In such an economy, knowledge generation using BD and AI shows natural monopoly characteristics leading to concentration, the attraction of investment, creative destruction and price discrimination.

The activity of data holders is supranational and generates different types of macro-economic disequilibria that emerge from difficulties in taxing them, attraction of investment and concentration of activity in a few countries. Governments’ reactions focus on traditional disequilibria but do not tackle the data/knowledge/innovation dimension of the economy. Therefore, we continue our theoretical argumentation exploring what a data policy could look like.

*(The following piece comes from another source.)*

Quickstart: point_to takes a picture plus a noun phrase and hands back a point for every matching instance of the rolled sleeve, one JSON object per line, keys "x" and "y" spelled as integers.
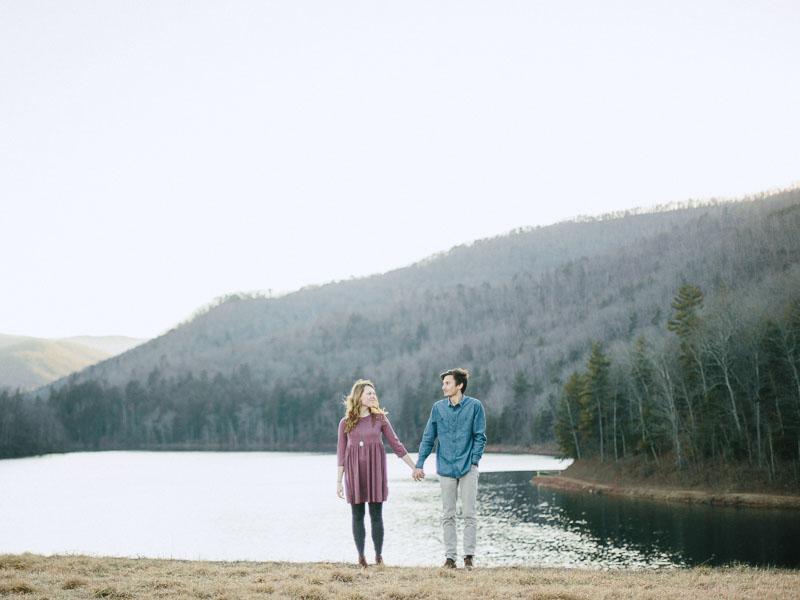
{"x": 478, "y": 433}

According to conventional theory, equilibrium production in monopolistic markets is lower than in competitive ones, so we build upon the idea that government intervention could consist of addressing data leakages and injecting knowledge so as to increase the amount of knowledge available to the economy and to society at large. This idea is in line with the literature that considers that there are governance dilemmas and societal challenges in the data economy that need to be tackled. We specify and draw a Data Sharing Laffer Curve that resembles functions used to analyse other types of intervention, such as corporate taxes or trade tariffs. We assume that the amount of data shared does not affect the amount of knowledge produced in a linear manner. At low DS rates the relationship is positive and increases in DS rate increase K. At high DS rates the relationship has a negative slope. There is a data sharing level that maximises knowledge production. This idea is in line with governance paradoxes reported in the relevant literature.

We then explore how closely the theory matches the world around us. We report references that support the seven assumptions, concentration, investment attraction, creative destruction and price discrimination. We also conclude that the current level of data sharing in the EU and US is in all likelihood below that which would maximise knowledge. Our main conclusion is therefore that an increase in data sharing would increase the knowledge available to the economy and to society. The knowledge that data sharing could generate would help provide a better understanding of the data economy and help address the societal challenges associated with it in a meaningful way.

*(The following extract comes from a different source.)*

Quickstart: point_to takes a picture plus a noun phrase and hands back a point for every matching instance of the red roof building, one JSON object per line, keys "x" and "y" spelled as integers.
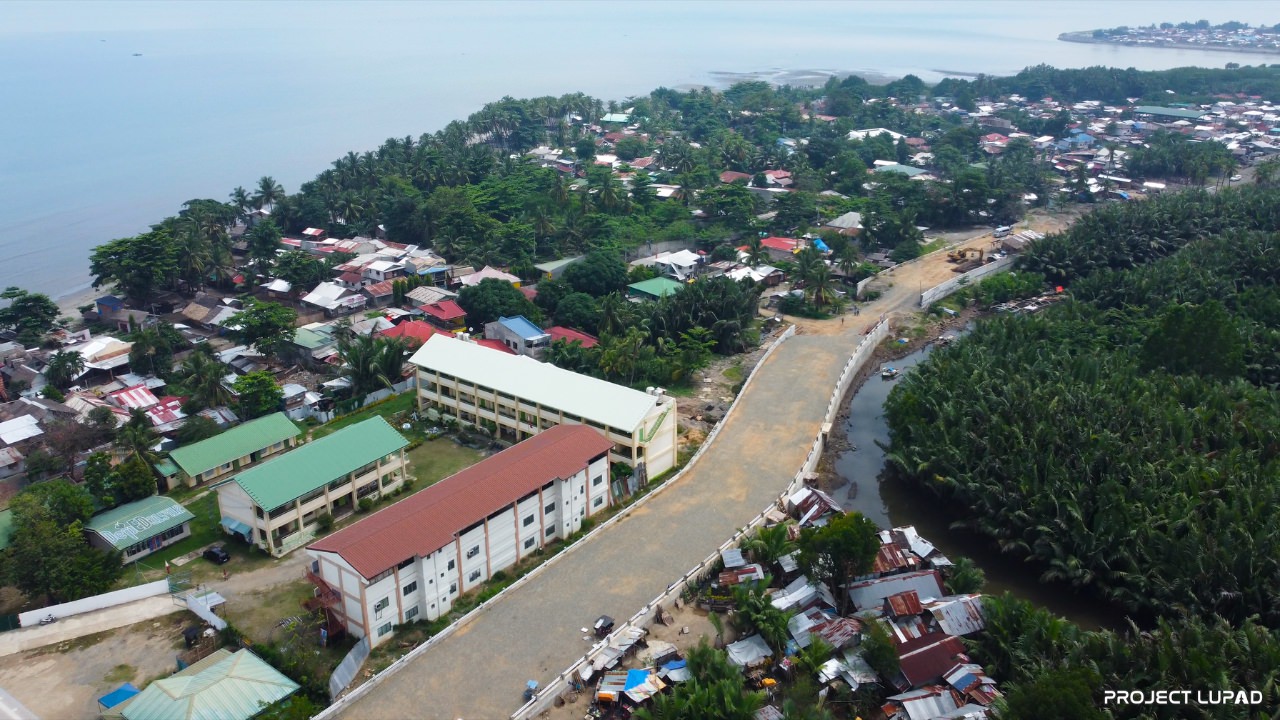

The digital economy is a complex reality that affects almost every aspect of human life. This makes considered discussion about its governance difficult. The goal of this paper is to draw up a simple theoretical framework that helps identify and generalise the main market failures, societal challenges and dilemmas of the digital economy so as to facilitate further discussions on its governance in both academic and policy fora. Our theory derives from macroeconomics and is able to capture the main components of data capitalism, incorporating many of the existing references and literature reviews. It incorporates aspects of management research, business and society. It helps to bridge the theory gap and supports the idea of data sharing to increase knowledge creation and distribute value across the economy as a way of avoiding concentration inefficiencies and a lack of clear governance. This paper gives both policy-makers and researchers strong arguments for claiming stronger access to data, and focuses on the enormous possibilities that data sharing can open up for research and the opportunity cost of not doing so.

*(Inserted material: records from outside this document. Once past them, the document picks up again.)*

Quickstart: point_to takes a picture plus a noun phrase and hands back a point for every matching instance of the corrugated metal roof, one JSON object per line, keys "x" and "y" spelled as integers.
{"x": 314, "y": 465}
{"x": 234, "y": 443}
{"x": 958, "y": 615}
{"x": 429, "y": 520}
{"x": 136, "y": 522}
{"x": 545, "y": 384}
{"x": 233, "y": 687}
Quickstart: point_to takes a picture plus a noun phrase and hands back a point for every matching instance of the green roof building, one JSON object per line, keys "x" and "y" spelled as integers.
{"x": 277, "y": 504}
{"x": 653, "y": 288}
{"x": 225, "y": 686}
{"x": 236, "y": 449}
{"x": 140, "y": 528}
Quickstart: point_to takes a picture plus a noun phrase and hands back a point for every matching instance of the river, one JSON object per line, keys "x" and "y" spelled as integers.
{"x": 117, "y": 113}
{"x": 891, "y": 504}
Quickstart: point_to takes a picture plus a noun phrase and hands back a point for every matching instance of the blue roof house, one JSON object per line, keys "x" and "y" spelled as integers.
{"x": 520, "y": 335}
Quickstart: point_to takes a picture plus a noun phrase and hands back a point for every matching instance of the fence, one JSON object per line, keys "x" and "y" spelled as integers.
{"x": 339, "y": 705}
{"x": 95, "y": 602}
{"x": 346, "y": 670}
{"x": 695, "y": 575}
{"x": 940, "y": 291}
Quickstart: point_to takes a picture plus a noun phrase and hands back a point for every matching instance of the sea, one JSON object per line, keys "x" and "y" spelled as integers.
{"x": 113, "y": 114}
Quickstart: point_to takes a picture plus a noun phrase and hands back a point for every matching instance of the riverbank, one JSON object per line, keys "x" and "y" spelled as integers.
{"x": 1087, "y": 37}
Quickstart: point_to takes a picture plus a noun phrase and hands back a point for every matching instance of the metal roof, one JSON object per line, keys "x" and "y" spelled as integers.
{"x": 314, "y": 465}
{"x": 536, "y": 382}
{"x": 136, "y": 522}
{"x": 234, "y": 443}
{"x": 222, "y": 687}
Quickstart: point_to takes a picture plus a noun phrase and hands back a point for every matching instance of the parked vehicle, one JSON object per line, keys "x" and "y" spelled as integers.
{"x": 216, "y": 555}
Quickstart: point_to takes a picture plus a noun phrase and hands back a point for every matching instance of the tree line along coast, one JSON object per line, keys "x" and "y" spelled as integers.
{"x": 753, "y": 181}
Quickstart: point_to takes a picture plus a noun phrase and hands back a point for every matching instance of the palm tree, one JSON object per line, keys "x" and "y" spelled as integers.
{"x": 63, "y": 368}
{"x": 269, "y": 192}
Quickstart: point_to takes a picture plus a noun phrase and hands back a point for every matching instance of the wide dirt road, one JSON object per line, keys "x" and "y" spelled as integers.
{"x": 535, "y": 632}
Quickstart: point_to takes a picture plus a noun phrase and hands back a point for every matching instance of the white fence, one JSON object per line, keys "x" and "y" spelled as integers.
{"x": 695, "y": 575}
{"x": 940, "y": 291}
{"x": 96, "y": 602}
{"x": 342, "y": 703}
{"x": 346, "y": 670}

Our theory also has several limitations and caveats that we leave open for further discussion. First, we do not claim that the references provided to support our assumptions are conclusive. Rather, we hope to stimulate further research which could further investigate the main implication that emerges from our paper, i.e. the goal of increasing the current data sharing level in the economy. Second, the Discussion section leaves three issues open: the most efficient ways to generate optimal levels of data ‘leakage’, what kind of knowledge should be generated and who should be in charge of it. These discussions will be the subject of our future research.